Weisberg's Trash

Nancy Bauer/Dennis Perrin bauerperrin at mindspring.com
Sun Nov 5 07:51:59 PST 2000


Jacob Weisberg is a busy boy. We all marvel at his work in Slate; but I feel his best efforts have been published by the Times. And in today's edition, Weisberg can claim distinction in two different sections.

His magazine profile of Moynihan is typically disgraceful, but predictable, given the Times's love of the old drunk and Weisberg's desire to please his editors. Of course there is much bashing of the left, but it is in the section that deals with Moynihan's time at the UN that I found most repellent. After telling the story of how Moynihan heroically denounced "the hypocrisies of third world dictatorships," Weisberg has the nerve to write:

"Moynihan deserves great credit for his work at the United Nations, even if his accomplishment was mainly a rhetorical one. What he did there was to forcefully articulate a consistent liberal internationalism, based on democracy and respect for human rights, at a time when noninterventionism and skepticism about America's role in the world were becoming dominant strains in the Democratic Party."

You won't go broke writing this trash. Apart from the fairy tale about the Dems (Carter's record in these matters is well known, save to Weisberg, apparently), Weisberg fails to mention what is perhaps Moynihan's greatest legacy in the UN, namely, the diplomatic cover he helped to give Indonesia as it was slaughtering Timorese. Indeed, the old drunk bragged about it in his memoirs. Weisberg is thus on record as celebrating a man who was complicit in mass murder that rivaled, in per capita terms, Pol Pot's Camobodia (some say Timor was worse, but I'll forgo the exact body count for now). Not bad for a third-rate hack. He's coming up in the world.

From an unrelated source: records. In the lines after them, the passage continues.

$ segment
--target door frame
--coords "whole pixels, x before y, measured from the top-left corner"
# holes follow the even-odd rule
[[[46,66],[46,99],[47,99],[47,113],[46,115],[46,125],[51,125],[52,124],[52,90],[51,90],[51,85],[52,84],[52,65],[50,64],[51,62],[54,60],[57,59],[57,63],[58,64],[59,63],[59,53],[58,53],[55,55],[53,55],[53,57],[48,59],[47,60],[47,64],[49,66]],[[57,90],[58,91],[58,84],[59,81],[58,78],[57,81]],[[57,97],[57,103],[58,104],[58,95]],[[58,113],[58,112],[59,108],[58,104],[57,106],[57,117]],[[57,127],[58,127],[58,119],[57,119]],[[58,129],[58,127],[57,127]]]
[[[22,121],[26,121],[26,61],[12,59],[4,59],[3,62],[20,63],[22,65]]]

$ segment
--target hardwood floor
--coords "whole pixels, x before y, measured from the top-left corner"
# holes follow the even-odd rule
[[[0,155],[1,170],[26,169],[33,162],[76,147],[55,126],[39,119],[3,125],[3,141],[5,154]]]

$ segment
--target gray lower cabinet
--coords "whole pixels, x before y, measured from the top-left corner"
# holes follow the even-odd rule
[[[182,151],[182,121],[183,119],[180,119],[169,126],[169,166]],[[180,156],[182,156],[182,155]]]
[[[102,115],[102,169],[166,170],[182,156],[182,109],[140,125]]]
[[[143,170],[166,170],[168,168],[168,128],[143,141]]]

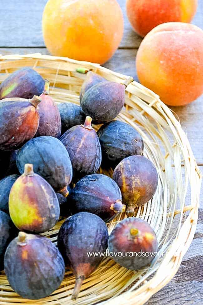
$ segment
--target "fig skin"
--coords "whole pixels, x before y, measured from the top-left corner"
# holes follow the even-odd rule
[[[0,271],[4,268],[3,260],[7,246],[17,235],[17,230],[9,216],[0,211]]]
[[[83,124],[86,116],[80,106],[73,103],[62,103],[58,105],[62,124],[62,135],[76,125]]]
[[[17,150],[32,139],[39,126],[37,105],[41,100],[4,99],[0,102],[0,149]]]
[[[158,250],[156,234],[149,224],[144,220],[132,217],[122,220],[113,230],[108,243],[109,252],[126,253],[122,256],[114,255],[114,260],[121,266],[132,270],[147,266],[154,258]],[[126,252],[147,253],[134,256]]]
[[[92,120],[87,117],[84,125],[72,127],[60,139],[69,154],[75,180],[94,174],[101,164],[101,146]]]
[[[34,171],[42,176],[57,193],[68,195],[67,187],[72,177],[69,155],[58,139],[48,136],[32,139],[19,150],[16,163],[22,174],[25,165],[33,164]]]
[[[102,152],[102,164],[115,168],[123,159],[134,155],[141,155],[142,138],[129,124],[112,121],[98,131]]]
[[[83,112],[95,124],[112,121],[124,106],[125,88],[124,85],[113,82],[95,85],[86,92],[81,101]]]
[[[26,164],[24,173],[13,185],[9,196],[11,218],[19,230],[42,233],[56,224],[60,209],[55,192],[42,177]]]
[[[113,179],[121,191],[123,203],[127,206],[126,214],[131,217],[135,207],[153,197],[158,176],[152,163],[144,156],[137,155],[122,160],[114,169]]]
[[[73,214],[89,212],[105,222],[116,213],[126,210],[118,185],[113,179],[101,174],[89,175],[80,180],[69,199]]]
[[[108,239],[105,223],[90,213],[75,214],[67,218],[62,226],[58,235],[58,247],[65,264],[76,278],[72,300],[76,299],[83,281],[102,260],[99,255],[88,257],[87,252],[105,252]]]
[[[17,70],[0,85],[0,100],[7,98],[32,98],[42,92],[44,81],[33,69],[24,68]]]
[[[36,136],[50,136],[59,138],[61,133],[61,116],[53,100],[49,95],[50,82],[45,79],[41,100],[38,106],[39,124]]]
[[[86,74],[85,81],[83,82],[80,91],[80,100],[81,102],[84,95],[86,91],[92,86],[104,82],[107,82],[106,79],[101,76],[99,74],[95,73],[92,71],[89,71]]]
[[[19,175],[11,175],[0,181],[0,210],[7,214],[9,194],[13,183],[19,177]]]
[[[65,265],[56,247],[46,237],[20,232],[8,247],[5,272],[12,289],[22,298],[45,298],[60,286]]]

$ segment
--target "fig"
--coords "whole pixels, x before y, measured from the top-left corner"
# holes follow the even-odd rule
[[[90,88],[96,85],[99,83],[103,82],[107,82],[108,81],[106,79],[104,78],[102,76],[95,73],[92,71],[89,71],[86,74],[85,80],[83,82],[81,87],[81,89],[80,95],[80,101],[82,100],[83,96],[86,91],[87,91]]]
[[[38,128],[37,105],[34,96],[31,100],[16,98],[0,102],[0,149],[16,150],[34,136]]]
[[[32,139],[19,150],[16,163],[21,174],[26,163],[33,164],[35,173],[41,176],[57,193],[68,195],[72,169],[69,155],[58,139],[49,136]]]
[[[152,163],[144,156],[131,156],[117,166],[113,179],[120,188],[126,214],[130,217],[135,207],[146,203],[153,197],[158,183],[158,174]]]
[[[9,216],[0,211],[0,271],[3,269],[3,260],[7,246],[16,236],[17,231]]]
[[[76,184],[69,199],[73,214],[89,212],[105,221],[116,213],[126,210],[118,185],[113,179],[101,174],[82,178]]]
[[[7,98],[32,98],[43,91],[44,81],[33,69],[24,68],[12,73],[0,85],[0,99]]]
[[[49,81],[45,79],[44,91],[39,97],[41,100],[38,109],[39,125],[36,136],[59,138],[61,132],[61,116],[58,107],[49,95],[50,84]]]
[[[22,231],[42,233],[51,229],[58,220],[58,199],[49,183],[33,171],[32,164],[26,164],[23,174],[14,183],[8,203],[11,218]]]
[[[61,115],[62,135],[76,125],[83,124],[85,115],[80,106],[73,103],[62,103],[58,105]]]
[[[7,248],[4,265],[13,290],[33,300],[50,295],[59,287],[65,273],[63,258],[50,239],[22,232]]]
[[[94,85],[82,98],[80,105],[83,112],[96,124],[112,121],[124,106],[125,88],[124,85],[113,82]]]
[[[102,165],[113,168],[127,157],[142,155],[143,140],[129,124],[112,121],[102,125],[97,134],[102,147]]]
[[[67,218],[58,235],[58,247],[65,264],[76,278],[72,296],[76,300],[84,280],[101,262],[102,255],[88,255],[89,251],[103,253],[107,248],[108,234],[104,222],[97,215],[86,212]]]
[[[75,179],[94,174],[101,164],[101,146],[92,121],[87,117],[84,125],[72,127],[60,139],[69,154]]]
[[[119,222],[110,234],[108,243],[114,260],[132,270],[146,267],[157,254],[154,230],[144,220],[135,217]],[[123,255],[118,255],[119,252]]]
[[[19,177],[11,175],[0,181],[0,210],[8,214],[8,198],[11,188]]]

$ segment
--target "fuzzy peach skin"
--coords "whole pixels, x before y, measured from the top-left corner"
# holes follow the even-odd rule
[[[128,19],[135,31],[144,37],[161,23],[190,22],[197,9],[197,0],[127,0]]]
[[[42,18],[45,45],[53,55],[103,64],[123,36],[116,0],[49,0]]]
[[[136,64],[140,81],[165,103],[188,104],[203,92],[203,31],[189,23],[158,26],[142,41]]]

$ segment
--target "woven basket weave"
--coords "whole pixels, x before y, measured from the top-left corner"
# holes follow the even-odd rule
[[[198,214],[201,175],[186,136],[179,122],[153,92],[132,78],[115,73],[99,64],[64,57],[28,55],[0,56],[0,82],[9,74],[25,66],[33,68],[51,82],[50,93],[56,102],[79,103],[84,74],[76,69],[92,69],[107,79],[127,84],[125,107],[118,119],[134,127],[142,136],[144,155],[156,165],[159,176],[157,191],[147,204],[137,208],[135,215],[144,219],[156,232],[159,255],[144,270],[133,271],[105,258],[84,282],[77,301],[71,300],[75,278],[69,271],[60,287],[44,299],[21,298],[0,273],[0,304],[87,304],[101,302],[116,305],[143,304],[174,276],[192,240]],[[94,126],[96,130],[99,126]],[[99,172],[112,177],[100,169]],[[108,224],[110,232],[123,218],[118,215]],[[43,235],[55,244],[64,219]]]

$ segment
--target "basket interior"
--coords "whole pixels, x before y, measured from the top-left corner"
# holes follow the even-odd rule
[[[68,270],[58,289],[50,297],[34,302],[22,299],[14,292],[2,272],[1,303],[89,304],[108,300],[105,303],[143,304],[176,273],[192,240],[196,223],[201,174],[179,122],[154,93],[129,76],[99,65],[39,54],[9,55],[0,60],[0,82],[17,69],[33,68],[50,81],[50,94],[57,102],[79,103],[85,75],[76,71],[79,67],[92,69],[109,80],[129,83],[125,107],[117,119],[130,124],[141,135],[144,155],[155,164],[159,177],[153,198],[137,208],[135,214],[147,221],[157,234],[159,255],[150,266],[132,271],[106,258],[84,281],[76,301],[71,299],[75,278]],[[100,126],[93,126],[97,130]],[[101,168],[98,172],[112,177],[113,171]],[[108,223],[109,232],[124,217],[118,215]],[[42,235],[56,244],[58,229],[64,220],[61,218],[52,230]]]

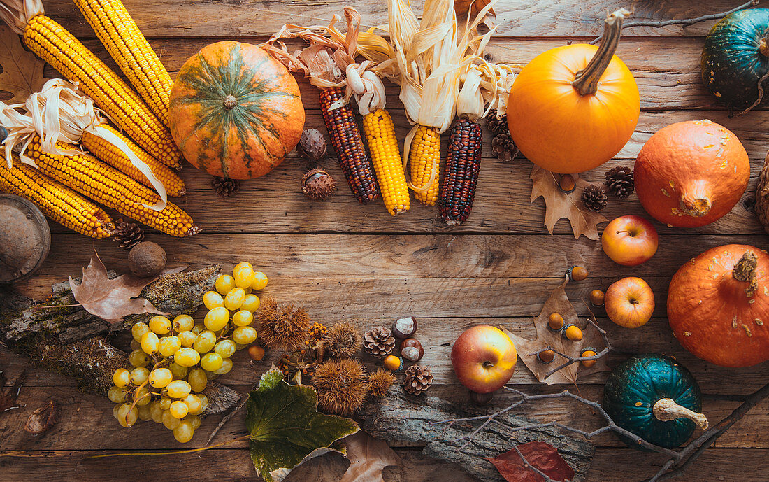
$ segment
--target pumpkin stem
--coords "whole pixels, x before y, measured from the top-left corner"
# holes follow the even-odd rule
[[[734,264],[734,269],[731,271],[731,276],[737,281],[746,281],[750,284],[745,288],[745,294],[752,296],[758,289],[758,282],[756,281],[756,266],[758,266],[758,256],[753,251],[748,249],[745,254],[742,255]]]
[[[604,22],[604,38],[598,46],[598,50],[591,59],[588,66],[577,72],[571,85],[580,93],[580,95],[591,95],[598,92],[598,80],[604,75],[606,68],[609,66],[617,51],[622,35],[622,22],[630,12],[620,8],[606,17]]]
[[[670,422],[677,418],[687,418],[697,423],[702,430],[707,429],[707,417],[702,413],[690,410],[685,407],[676,403],[672,399],[661,398],[652,407],[654,417],[663,422]]]

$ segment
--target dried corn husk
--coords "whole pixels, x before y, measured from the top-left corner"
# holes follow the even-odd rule
[[[25,113],[22,114],[18,109],[23,109]],[[0,102],[0,124],[8,132],[5,141],[8,169],[12,167],[11,153],[18,146],[21,146],[19,159],[22,162],[37,167],[34,160],[24,155],[35,135],[40,136],[41,147],[45,152],[75,156],[83,152],[58,149],[56,143],[79,144],[83,133],[90,132],[122,151],[151,183],[161,200],[153,206],[141,206],[156,211],[162,210],[168,203],[163,184],[122,139],[102,127],[105,116],[106,114],[94,105],[92,99],[78,90],[76,84],[62,79],[52,79],[45,82],[42,89],[30,95],[25,104],[8,105]]]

Turning to the lead ed, we find Weisberg's wisdom dispensed once again, this time in yet another character assassination of Ralph Nader. I'm sure most of you have read it; if not, you can imagine it. More of Nader's Leninist "worse is better" tendencies, flaws that place him "beyond the reach of reason." I can just see Howell Raines patting Weisberg on the head, then having him fetch another assignment. Woof woof.